Thursday, May 4, 2017

Does Specialization Kill Creativity?

Sometimes artists we admire don't seem to move forward. They're good at what they do, but they don't seem to evolve. May they be trapped in their respective field? And is it bad for creativity?

The multipotentialite Leonardo da Vinci would have had quite some trouble in our era.

I've followed quite a few artists so far. I enjoyed their books, their music, their paintings, their movies, their jewellery designs ... And even though their art still amazes me, with time, I stopped following some of them. - Why? Because their art bored me.

The Benefits of Specialization

As a young artist trying to grow a fan community you're often advised to specialize, so everyone will know who you are and what you do. For example, if you're trying to gain a foothold on DeviantArt, you should upload works of only one art genre. If you're active in several genres then create multiple accounts, so you'll have one account for every genre.

In my honest opinion, this is maybe one of the best advices you can get as a beginner: Set priorities and focus on just one thing. To understand why you only have to put yourself in your audience's shoes: Would you follow someone if you don't know what you'll get? An artist may create amazing art, but if you don't know where the train is heading you aren't very likely to take a ride.

Artistic Stagnation

On the other hand, however, there might come a moment when you feel that the train is running in circles. Every new artwork resembles the previous one and everything feels like you've already seen it.

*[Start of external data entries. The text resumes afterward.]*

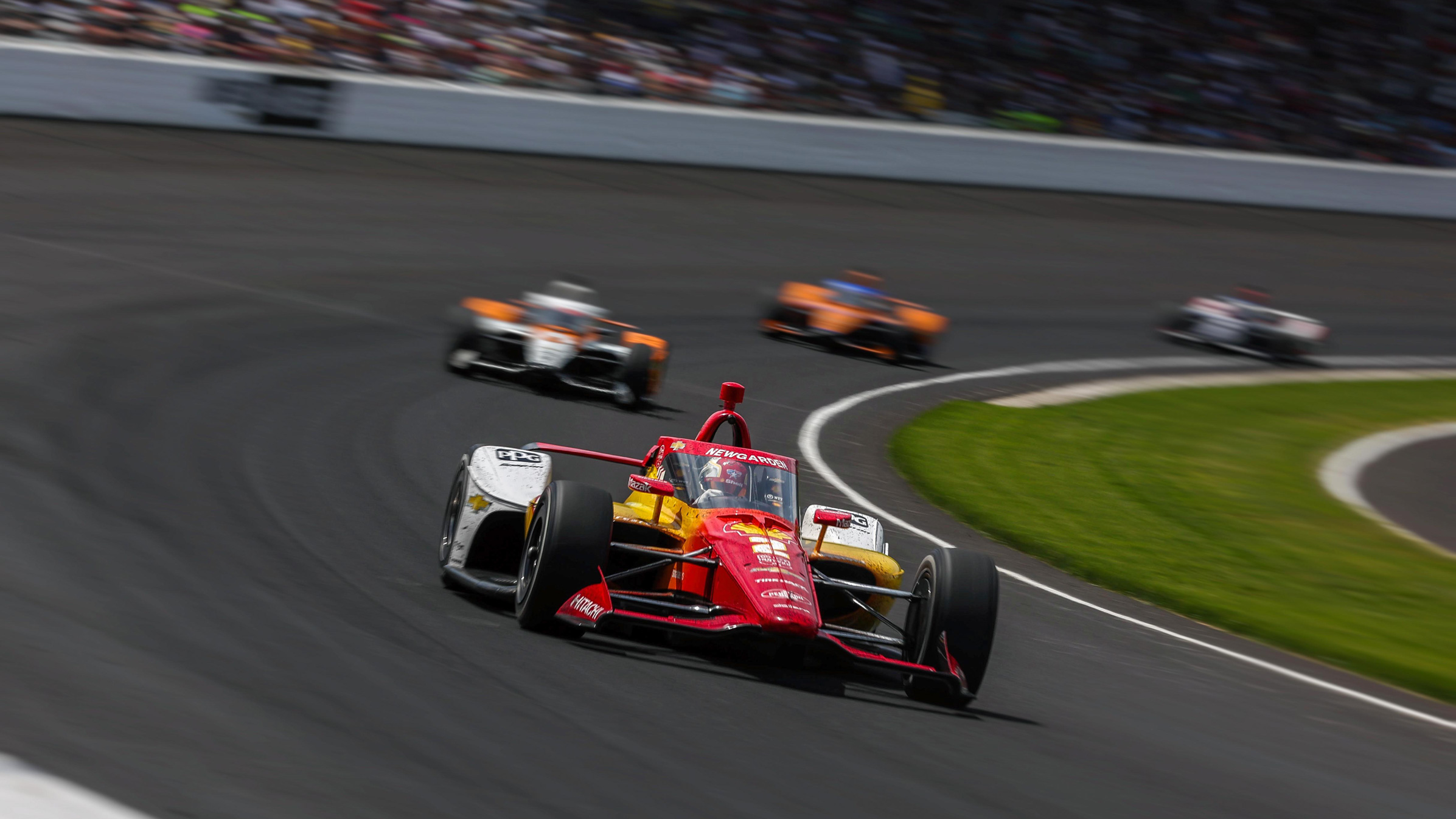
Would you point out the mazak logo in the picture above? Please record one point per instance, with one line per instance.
(784, 595)
(587, 608)
(773, 462)
(276, 100)
(517, 456)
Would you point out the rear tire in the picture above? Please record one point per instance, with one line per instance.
(958, 614)
(565, 550)
(636, 375)
(779, 314)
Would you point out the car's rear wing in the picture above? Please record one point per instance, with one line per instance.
(608, 456)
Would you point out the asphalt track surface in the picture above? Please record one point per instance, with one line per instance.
(1416, 487)
(228, 439)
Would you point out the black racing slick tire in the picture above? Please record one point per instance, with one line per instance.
(565, 547)
(465, 341)
(450, 524)
(782, 315)
(953, 624)
(636, 372)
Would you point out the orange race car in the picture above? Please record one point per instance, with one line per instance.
(854, 314)
(560, 337)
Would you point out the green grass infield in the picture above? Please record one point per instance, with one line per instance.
(1207, 502)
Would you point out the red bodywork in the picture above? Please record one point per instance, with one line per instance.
(746, 569)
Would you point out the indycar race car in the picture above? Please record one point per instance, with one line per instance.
(852, 314)
(709, 545)
(560, 337)
(1245, 324)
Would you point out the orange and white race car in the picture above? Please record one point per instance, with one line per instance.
(560, 337)
(854, 314)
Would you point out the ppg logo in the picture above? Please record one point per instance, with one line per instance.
(517, 456)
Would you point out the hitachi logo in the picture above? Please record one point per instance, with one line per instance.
(587, 608)
(775, 462)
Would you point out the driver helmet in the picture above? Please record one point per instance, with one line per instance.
(1253, 294)
(727, 475)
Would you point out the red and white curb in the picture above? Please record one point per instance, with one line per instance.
(814, 426)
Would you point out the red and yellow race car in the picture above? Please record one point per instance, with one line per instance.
(709, 545)
(854, 314)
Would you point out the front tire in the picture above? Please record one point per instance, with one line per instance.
(954, 626)
(636, 377)
(565, 550)
(461, 353)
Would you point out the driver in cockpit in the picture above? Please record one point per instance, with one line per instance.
(723, 477)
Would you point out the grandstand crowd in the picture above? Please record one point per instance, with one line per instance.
(1354, 79)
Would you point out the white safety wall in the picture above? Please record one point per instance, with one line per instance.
(128, 86)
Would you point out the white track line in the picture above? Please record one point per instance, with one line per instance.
(1109, 388)
(814, 425)
(27, 793)
(1340, 473)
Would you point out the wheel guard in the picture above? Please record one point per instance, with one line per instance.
(593, 608)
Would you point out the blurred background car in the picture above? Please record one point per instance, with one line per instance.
(854, 314)
(1244, 322)
(560, 337)
(1353, 79)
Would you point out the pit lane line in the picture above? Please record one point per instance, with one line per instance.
(1340, 473)
(809, 442)
(28, 793)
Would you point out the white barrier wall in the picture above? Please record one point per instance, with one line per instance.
(43, 79)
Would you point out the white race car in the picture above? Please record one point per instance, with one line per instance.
(560, 337)
(1245, 324)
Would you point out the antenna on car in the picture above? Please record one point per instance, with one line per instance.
(731, 396)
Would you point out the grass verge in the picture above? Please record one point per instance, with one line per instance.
(1206, 502)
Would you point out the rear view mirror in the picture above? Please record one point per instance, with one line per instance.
(651, 486)
(827, 518)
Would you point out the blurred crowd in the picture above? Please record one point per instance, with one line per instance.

The original idea was ingenious, and this is why you've become a fan in the first place. But now you see that apart from that original idea there isn't much originality anymore.

Maybe the author keeps writing about one and the same topic for years and the plots of his novels become just too predictable to people familiar with his previous works. The movies of a director can suffer from having the same atmosphere and the same twists. The music of a composer may lack variety. An actor may seem to play the same role in every single play, show or movie. And so on.

This is when art becomes boring or even frustrating.

Multipotentiality vs. Specialization

In psychology and education there is a personality type called multipotentialite. Multipotentialites are people who master many different intellectual and/or artistic skills throughout their whole life. Unlike so-called specialists, they can't stick with just one profession or hobby: They have a need for constantly discovering few fields of interest and learning entirely new skills.

While multipotentialites were idealised in the past (which is why they're also called Renaissance people), on today's job market they're often met with suspicion. Employers often think they can't focus, they don't trust their abilities and are very reluctant to hire them. Leonardo da Vinci would have had quite some trouble in our era.

Multipotentiality Is Innovation

However, while the world really needs specialists who know everything about their respective field it also needs multipotentialites to link those fields and create something new. Multipotentialites are the drivers of innovation - in science, society and art alike. If you remember my post on originality, you may also remember the following lines:

The human mind doesn't go beyond what it knows. An artist can have all the talents in the world - but if he knows only pink, plush and rabbits he'll never create anything more original than pink plush rabbits. So what I'm trying to say is: The ability to have original ideas depends on the knowledge of the artist.

If you know nothing, your art is nothing. If you don't keep learning and developing new ideas, if you don't get inspiration from various fields - your art stagnates. It loses originality. It ceases to be art.

Specialization is good, especially in the beginning. But if you overdo it, it will kill your ability to be creative.